An RNN-based encoder requires $N$ steps to process an $N$-word sentence, because the RNN sequentially processes the input sentence one word at a time. This can take a long time for long sentences.

In contrast, the Transformer’s encoder processes the entire input sentence at once, which can significantly reduce encoder processing time compared to RNN-based models. See Fig.15-4.

Fig.15-4: Comparison of RNN-Based Encoder vs. Transformer Encoder

Figure 15-4 shows a sentence with only four words. Imagine how much processing time could be reduced if a sentence with 512 or 1024 words were processed.

Note

RNN-based encoders can theoretically accept sentences of infinite length. In contrast, the original Transformer cannot handle sentences longer than the maximum number of words $N$ set in the hyper-parameter.

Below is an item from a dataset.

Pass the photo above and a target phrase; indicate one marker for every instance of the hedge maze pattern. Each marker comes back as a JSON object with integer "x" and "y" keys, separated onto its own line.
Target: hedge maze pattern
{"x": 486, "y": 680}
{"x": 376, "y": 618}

This is one of the biggest shortcomings of the original Transformer model, for which improvements have been proposed. The issue is discussed in more detail in Section 17.1.

However, the Transformer’s encoder (and decoder) does not preserve the word order of the input sentence. For example, the encoder cannot distinguish between the sentences “John likes Jane” and “Jane likes John”. This is (also) a big problem, because word order is essential for meaning in all natural languages.

To address this problem, the authors of the Transformer paper introduced a technique called (absolute sinusoidal) positional encoding. This technique directly adds vector data to each embedded word that depends on the word’s position.

Fig.15-5: Transformer's Positional Encoding Mechanism

The following expression is the positional encoding of the original Transformer model:

$$ \begin{align} \text{PE}(pos, 2j) &= \sin \left( \frac{pos}{10000^{2j / d_{model}}} \right) \\ \text{PE}(pos, 2j+1) &= \cos \left( \frac{pos}{10000^{2j / d_{model}}} \right) \end{align} \tag{15.1} $$

where:

  • $ pos \in $ { $0,…, N-1$ } is the position.
  • $ j \in $ { $0, …, \frac{d_{model}}{2} - 1$ } is the dimension.

I recommend to visit the following site, which provide visualizations of the original Transformer encoding:

In the original transformer, the input $X^{pe}$ is given by:

$$ X^{pe}(pos, i) = \sqrt{d_{model}} \cdot X(pos, i) + \text{PE}(pos, i) \tag{15.2} $$

where $ i \in $ { $0, …,d_{model} - 1$ }, and a scaling factor $\sqrt{d_{model}}$ applied to the input $X$.

In My Opinion1:

As will explained in Section 17.2, while numerous positional encoding methods have emerged since the Transformer paper’s publication, the original version’s continued success, despite being an early design, suggests its effectiveness and excellence.

This has led to numerous explanations, some overly praising the sinusoidal function and others describing sinusoidal positional encoding as an inseparable element of the Transformer model.

However, I personally recommend not spending too much time initially on understanding sinusoidal positional encoding. Instead, focus on learning the general overview of position encoding, including modern methods like RoPE and ALiBi (discussed in Section 17.2). This approach will ultimately lead to a more meaningful understanding of positional encoding.

15.1.1. Implementation

Complete Python code is available at: Transformer-tf.py

#
# Positional Encoding
#
def positional_encoding(position, d_model):
    def _get_angles(pos, i, d_model):
        angle_rates = 1 / np.power(10000, (2 * (i // 2)) / np.float32(d_model))
        return pos * angle_rates

    angle_rads = _get_angles(
        np.arange(position)[:, np.newaxis], np.arange(d_model)[np.newaxis, :], d_model
    )

    angle_rads[:, 0::2] = np.sin(angle_rads[:, 0::2])
    angle_rads[:, 1::2] = np.cos(angle_rads[:, 1::2])

    pos_encoding = angle_rads[np.newaxis, ...]
    return tf.cast(pos_encoding, dtype=tf.float32)

  1. My Opinion 2, or How I Came to Terms with Positional Encoding (and Reduced My Anxiety).

    When I first studied positional encoding, I couldn’t understand why a sinusoidal function value could be added to the input. It just didn’t click for me.
    One day, however, I remembered that Recurrent Neural Networks (RNNs) use a more complex method.
    In a simple RNN, the input token, $x^{(t)}$, and the previous hidden state, $h^{(t-1)}$, are processed together within an RNN unit to reflect the positional information of the token: $$ h^{(t)} = r(W x^{(t)} + U h^{(t-1)} + b) $$ where $W$ and $U$ are the weights matrices, $b$ is the bias term. This is more complex than the positional encoding of the Transformer model.
    Realizing that Recurrent Neural Networks (RNNs) incorporate order information through a more intricate method, I gained a new perspective on the flexibility of adding positional information to sequential data. ↩︎